Costa Rica deported Osama bin Laden twice in one day Costa Rica border Osama's office
Osama bin Laden was alive and relatively healthy at the border between Costa Rica and Panama when I saw him late in 2003. He was even used by the police as an occasional translator.
He lives in what is basically a squalid no-man’s land stretching for three blocks either side of the border, and he boasts that he holds the world record for the number of deportations from deep inside Costa Rica: 19. Two of those were within the same day, a fact that embarrassed Panamanian authorities who were the butt of Costa Rican humor for some time for losing bin Laden so quickly.
His real name is Kenneth Vincent Icaza Fenwick. Piercing brown eyes, a straggly dark beard, unkempt hair, a thin haggard face combined with skin darkened by years of tropical sunlight – all provide a startling resemblance to the fugitive Osama bin Laden.
Home for bin Laden and friends is somewhere beneath this rubble, a mixture of garbage bags, scrap wood, corrugated iron and cardboard.
The 37-year-old introduces himself in impeccable English with the words: “I’m Kenneth and I will be your translator.” To the tourist who yet speaks only a smattering of Spanish, the voice and the words come as a relief. Clear communication at last!
I had limped up to the border at Paso Canoas guided by a taxi driver who spoke no English. We had met 12 kilometres from the border after I had hit yet another teeth-rattling pothole that ripped an eight-centimetre gash in one of my tires and weakened another. A policeman and the taxi driver changed the ripped one for the toy spare.

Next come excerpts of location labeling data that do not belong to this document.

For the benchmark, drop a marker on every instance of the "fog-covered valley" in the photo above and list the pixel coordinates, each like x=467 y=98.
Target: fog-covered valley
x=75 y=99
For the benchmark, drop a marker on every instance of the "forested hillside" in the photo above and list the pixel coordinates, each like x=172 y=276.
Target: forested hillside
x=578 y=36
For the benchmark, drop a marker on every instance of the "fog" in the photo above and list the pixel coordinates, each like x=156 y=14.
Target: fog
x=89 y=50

Unbidden, the taxi driver (and his entire family, including his sick daughter whom he had just taken to the hospital) led me to the border despite there being just one road and it being impossible, even for me, to get lost.
Cost Rica closed
Kenneth took charge. “The Costa Rican side is closed, so you will have to stay here for the night.” I groaned inwardly, remembering the previous night sleepless in my car in Peñas Blancas, entering Costa Rica from Nicaragua.
“But there’s a hotel.” You don’t ask a wild-looking man in a well-worn yellow t-shirt and torn jeans how good the hotel is. Instead I asked what it cost. My $30 room was reasonably clean, equipped with TV, air conditioning and the typical single-faucet (cold) shower. There was also a fridge stocked with beer and pop, and a table holding vodka, rum, gin and glasses.
Kenneth and I shared some of the rum – for me a token celebration that Panama and the end of my journey lay on the other side of the narrow dusty street. Although I still had 500 km to go before reaching Panama City, there would be no more frontiers to spoil my days and to expose me to bands of street hustlers, most of whom it seemed would steal a glass eye if its owner so much as blinked.
Dreams of own business
Unlikely as it may seem today, Kenneth dreams of owning a travel agency of sorts – a proper business that will help tourists to find, see or buy whatever they need. “Do you believe it will happen?” I ask.
“Of course!” is his instant matter-of-fact reply. “I just have to clean up my act, trim the beard and get a place the stay.”
He tells me he can get a place to stay for $1 a day. “And what will come crawling out of the woodwork?” I ask.
”The same thing that crawls out on the streets now!”
If you are at the Costa Rica/Panama border and need help of any sort, just ask for bin Laden. As far as I could tell, he is absolutely honest, and this information is also volunteered by local police. He has no set rates; he merely asks that patrons consider giving him a tip if they think him worthy.
He may prove to be one of your more enjoyable border crossing experiences.